De Moivre's Theorem is a powerful tool in trigonometry and complex analysis. It relates complex numbers raised to a power with trigonometric functions. The theorem states:

• \((\cos \theta + i \sin \theta)^n = \cos(n\theta) + i \sin(n\theta)\).

This formula helps simplify powers of complex numbers. In the context of the exercise, using De Moivre's Theorem for \(\cos(5x) + i\sin(5x) = (\cos(x) + i\sin(x))^5\) allowed the expansion. This expression was key for rewriting trigonometric functions in a polynomial form.
Thus, it provided a bridge from a trigonometric identity to a solvable algebraic form, using Euler's identity:

• \( e^{ix} = \cos x + i\sin x\).

De Moivre's Theorem is not only crucial for simplifying expressions but also for solving equations involving complex numbers and powers.

Complex numbers extend the concept of one-dimensional real numbers to a two-dimensional space. They form part of the set of numbers that includes imaginary units denoted by \(i\), where \(i^2 = -1\). A complex number is expressed as:

• \(z = a + bi\),

where \(a\) is the real part, and \(b\) is the imaginary part.
In exercises involving De Moivre's Theorem, complex numbers are pivotal. This is because complex exponential forms, like \(e^{ix}\), simplify trigonometric identities.
For instance, by letting \(z = e^{i\pi/11}\), complex numbers transform polynomial expressions. They switch between trigonometric and algebraic forms using Euler's formula. Their addition, multiplication, and other operations are essential in combining and separating trigonometric components.

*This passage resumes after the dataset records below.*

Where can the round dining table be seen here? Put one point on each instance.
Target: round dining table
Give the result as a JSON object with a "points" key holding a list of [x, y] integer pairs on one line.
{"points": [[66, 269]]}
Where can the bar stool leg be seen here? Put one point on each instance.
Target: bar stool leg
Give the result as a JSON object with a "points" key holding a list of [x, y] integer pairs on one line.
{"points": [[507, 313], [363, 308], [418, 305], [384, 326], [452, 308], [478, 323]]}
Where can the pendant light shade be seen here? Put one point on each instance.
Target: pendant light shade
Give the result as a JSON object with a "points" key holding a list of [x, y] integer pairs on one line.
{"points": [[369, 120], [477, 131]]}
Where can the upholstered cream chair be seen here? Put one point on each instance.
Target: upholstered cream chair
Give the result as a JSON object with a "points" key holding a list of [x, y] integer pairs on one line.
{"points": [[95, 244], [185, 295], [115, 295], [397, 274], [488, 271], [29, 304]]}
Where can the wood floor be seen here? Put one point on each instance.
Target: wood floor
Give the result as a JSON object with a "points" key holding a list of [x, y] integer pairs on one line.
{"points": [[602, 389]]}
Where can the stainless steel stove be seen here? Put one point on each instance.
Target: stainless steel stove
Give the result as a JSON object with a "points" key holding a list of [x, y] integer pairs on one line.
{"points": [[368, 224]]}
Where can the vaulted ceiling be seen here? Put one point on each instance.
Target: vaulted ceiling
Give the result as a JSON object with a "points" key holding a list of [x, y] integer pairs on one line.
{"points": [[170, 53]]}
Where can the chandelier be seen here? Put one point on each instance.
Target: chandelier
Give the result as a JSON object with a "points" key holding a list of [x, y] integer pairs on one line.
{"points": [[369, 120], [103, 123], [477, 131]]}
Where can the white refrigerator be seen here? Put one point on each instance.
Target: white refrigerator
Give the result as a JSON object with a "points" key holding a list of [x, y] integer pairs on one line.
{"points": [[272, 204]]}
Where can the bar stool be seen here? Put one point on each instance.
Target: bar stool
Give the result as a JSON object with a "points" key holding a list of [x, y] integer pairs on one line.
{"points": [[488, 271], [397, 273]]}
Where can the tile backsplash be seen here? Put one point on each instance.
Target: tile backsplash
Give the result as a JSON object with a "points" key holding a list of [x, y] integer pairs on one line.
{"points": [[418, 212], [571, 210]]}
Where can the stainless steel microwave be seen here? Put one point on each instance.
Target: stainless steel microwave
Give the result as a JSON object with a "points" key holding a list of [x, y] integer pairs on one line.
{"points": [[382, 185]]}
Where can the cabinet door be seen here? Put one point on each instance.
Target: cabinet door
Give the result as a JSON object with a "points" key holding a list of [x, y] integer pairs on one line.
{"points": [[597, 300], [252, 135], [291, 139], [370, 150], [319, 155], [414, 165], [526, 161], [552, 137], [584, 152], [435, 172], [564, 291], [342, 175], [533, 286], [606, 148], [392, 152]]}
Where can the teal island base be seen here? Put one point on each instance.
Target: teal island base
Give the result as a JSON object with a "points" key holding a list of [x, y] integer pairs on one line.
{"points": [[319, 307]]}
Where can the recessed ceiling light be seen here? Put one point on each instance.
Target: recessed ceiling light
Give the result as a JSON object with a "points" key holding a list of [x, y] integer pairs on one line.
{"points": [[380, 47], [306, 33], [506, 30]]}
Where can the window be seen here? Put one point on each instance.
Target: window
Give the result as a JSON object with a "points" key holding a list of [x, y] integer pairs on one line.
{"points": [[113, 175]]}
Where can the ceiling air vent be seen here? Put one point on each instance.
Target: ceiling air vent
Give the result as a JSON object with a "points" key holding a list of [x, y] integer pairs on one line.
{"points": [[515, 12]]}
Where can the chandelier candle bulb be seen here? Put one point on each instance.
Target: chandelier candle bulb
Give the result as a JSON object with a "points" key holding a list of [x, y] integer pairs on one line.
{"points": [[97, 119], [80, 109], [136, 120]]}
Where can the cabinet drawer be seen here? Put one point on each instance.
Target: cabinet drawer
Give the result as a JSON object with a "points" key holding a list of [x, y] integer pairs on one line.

Quadratic equations are mathematical expressions of the form \(ax^2 + bx + c = 0\). They represent parabolic graphs and can have up to two solutions. Solving these is a critical skill in algebra. Important methods for finding roots include:

• Factoring the equation.
• Using the quadratic formula: \(x = \frac{-b \pm \sqrt{b^2-4ac}}{2a}\).
• Completing the square.

In the exercise, the trigonometric identity was transformed into a quadratic equation: \(32z^2 - z + 32 = 0\). By solving this quadratic equation, the values of \(z\) were found, which then corresponded to different cosine values.
Understanding quadratic equations helps in solving complicated algebraic forms that arise from trigonometric identities, as it relates angles to polynomial roots efficiently.